Water is propelled OUT from the sprinkler, not directly down, so there is minimal watering at the base of the sprinkler.
The LAST THIRD of the sprinkler radius has, on average, about HALF the precipitation (watering) rate of the first two-thirds of the radius, even though it looks like most of the water is going to the outer extremes.
Sprinkler Radius
Diagram 1:
Diagram 2:
For this reason when watering from one side only, the last 1/3 of the sprinkler's radius would have to be thrown outside the area to enable reasonable watering within the area.
One sprinkler on its own will not water an area very evenly. This is less obvious in a garden but very noticeable in a lawn where dry areas will appear. The only way to eliminate these dry areas is to use combinations of sprinklers while also following the basic sprinkler layout guidelines.
This uneven watering can be mostly overcome by 'head-to-head' watering, where your sprinklers must overlap by at least 100% along your Pipe run. This means a sprinkler with a 4 metre radius (throw) should be no more than 4 metres away from the next sprinkler.
Diagram 3:
This 'one-sided watering' diagram shows how the water from one sprinkler hits the next sprinkler which eliminates the dry spot at the base of that sprinkler, however the last third of the sprinkler’s radius would still have to be thrown outside the area to enable reasonable watering within the area. Also note that with this 100% overlap some areas still only receive water from one sprinkler which is often less than adequate, and a better result will come from putting your sprinklers even closer together.
Sprinkler layout:
The most common design layout of sprinklers is called ‘head-to-head watering’ where the spray from one sprinkler hits the next sprinkler on the head.

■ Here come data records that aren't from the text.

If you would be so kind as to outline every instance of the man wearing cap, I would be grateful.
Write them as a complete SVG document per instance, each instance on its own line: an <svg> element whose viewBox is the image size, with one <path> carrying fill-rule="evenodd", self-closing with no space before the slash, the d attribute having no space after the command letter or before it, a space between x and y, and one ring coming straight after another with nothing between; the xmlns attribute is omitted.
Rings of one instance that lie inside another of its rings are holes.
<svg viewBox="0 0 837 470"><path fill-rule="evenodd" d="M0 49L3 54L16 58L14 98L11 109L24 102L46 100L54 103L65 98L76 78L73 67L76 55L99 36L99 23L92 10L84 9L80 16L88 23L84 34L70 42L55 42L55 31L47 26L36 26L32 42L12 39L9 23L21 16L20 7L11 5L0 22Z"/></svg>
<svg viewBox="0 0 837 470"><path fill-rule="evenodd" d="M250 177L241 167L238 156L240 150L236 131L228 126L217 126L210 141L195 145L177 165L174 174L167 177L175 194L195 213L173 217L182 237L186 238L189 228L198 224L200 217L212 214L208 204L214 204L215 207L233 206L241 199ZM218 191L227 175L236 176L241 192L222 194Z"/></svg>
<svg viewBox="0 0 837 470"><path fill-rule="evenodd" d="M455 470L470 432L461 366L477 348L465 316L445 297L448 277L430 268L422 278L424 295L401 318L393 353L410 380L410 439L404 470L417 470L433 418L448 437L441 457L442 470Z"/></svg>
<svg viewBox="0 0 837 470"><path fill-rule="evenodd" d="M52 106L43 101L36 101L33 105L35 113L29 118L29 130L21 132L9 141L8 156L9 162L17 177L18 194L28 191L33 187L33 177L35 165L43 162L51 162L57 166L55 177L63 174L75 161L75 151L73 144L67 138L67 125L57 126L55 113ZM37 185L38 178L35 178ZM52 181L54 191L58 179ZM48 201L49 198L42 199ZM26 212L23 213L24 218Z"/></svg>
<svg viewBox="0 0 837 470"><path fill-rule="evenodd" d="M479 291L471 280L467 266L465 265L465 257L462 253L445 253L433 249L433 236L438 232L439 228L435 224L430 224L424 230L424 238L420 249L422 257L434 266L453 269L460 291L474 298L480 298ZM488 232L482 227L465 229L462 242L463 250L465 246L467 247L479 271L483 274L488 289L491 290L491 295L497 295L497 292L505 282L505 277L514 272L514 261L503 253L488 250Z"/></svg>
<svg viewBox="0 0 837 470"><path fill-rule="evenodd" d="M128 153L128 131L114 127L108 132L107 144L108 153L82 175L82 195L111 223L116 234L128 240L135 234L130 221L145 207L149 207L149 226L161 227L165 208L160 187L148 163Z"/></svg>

An added benefit to this style of sprinkler layout is that when this method is applied using part circle sprinklers around the perimeter of an area, the water can be completely contained within the area, which means minimal wastage.
Diagram 4:
This diagram shows an alternative sprinkler combination, where sprinklers are put along both sides of the area—no wastage!
The previously mentioned general 'head-to-head' layout is suitable for REGULAR SHAPED areas; however, when an area is an ODD SHAPE, sprinklers should be laid out so that the spray from the first sprinkler hits the spray from the third sprinkler, and so on down the line.
Odd shaped areas will generally involve a sprinkler throwing short or beyond the next sprinkler lengthwise along an area.
Diagram 5:
Another sprinkler layout concern is where an area is wider than the radius of the sprinkler and will therefore require two or more runs of sprinklers. Ideally, if you maintain the head-to-head layout along the length of the area, you can stretch the spacing across the area so that the next run of sprinklers should be no more than an extra 1/3 of the sprinkler radius away (e.g. if a sprinkler had a radius of 6mt, then the next run of sprinklers should be no more than 8mt away).
Diagram 6:
If your sprinkler runs are too far apart, you may create an area through the middle of this overlap that is dry in appearance compared with the rest of the area. This situation is due to the lighter precipitation zone at the extremes of the sprinkler radius as previously mentioned.